03/24/2026
Nice to see that others are realizing the impact the lack of proper funding for non-profit organizations. Here at SNAP this upcoming year (April 1-Mar 31, 2027) will be a financial struggle without cutting on hours.
C'est bien de voir que d'autres réalisent enfin l'impact du manque de financement pour les OBNL. Pour la prochaine année chez SNAP (du 1er avril au 31 mars 2027), nous allons faire face à des difficultés financières si nous ne coupons pas dans les heures.

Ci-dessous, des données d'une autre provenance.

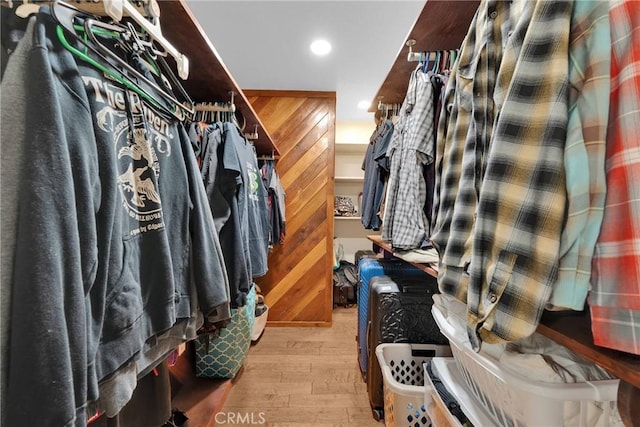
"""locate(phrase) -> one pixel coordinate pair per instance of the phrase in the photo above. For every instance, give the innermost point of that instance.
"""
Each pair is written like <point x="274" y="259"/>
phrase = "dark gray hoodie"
<point x="110" y="212"/>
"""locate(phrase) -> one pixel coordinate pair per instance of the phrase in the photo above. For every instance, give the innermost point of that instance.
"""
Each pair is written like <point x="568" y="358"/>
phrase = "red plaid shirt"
<point x="615" y="296"/>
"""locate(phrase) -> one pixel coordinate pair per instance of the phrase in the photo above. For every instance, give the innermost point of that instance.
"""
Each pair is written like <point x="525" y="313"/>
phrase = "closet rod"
<point x="216" y="107"/>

Ce dimanche, après mon passage à Tout le monde en parle, je ne suis pas rentré chez moi en pensant à mes réponses durant mon segment, à me demander si ça avait bien été, ni à me dire que c’était agréable de pouvoir parler sans être interrompu sans arrêt par un humoriste. En fait, dans ma voiture, je pensais plutôt aux points amenés par le mouvement Le communautaire à boutte. Et je me disais : c’est fou à quel point on donne peu de lumière à ce milieu.
Mathieu Gélinas, Caroline Chartier et Sophie Tétrault-Martel ont mis des mots sur une réalité simple : le réseau tient, mais à bout de bras.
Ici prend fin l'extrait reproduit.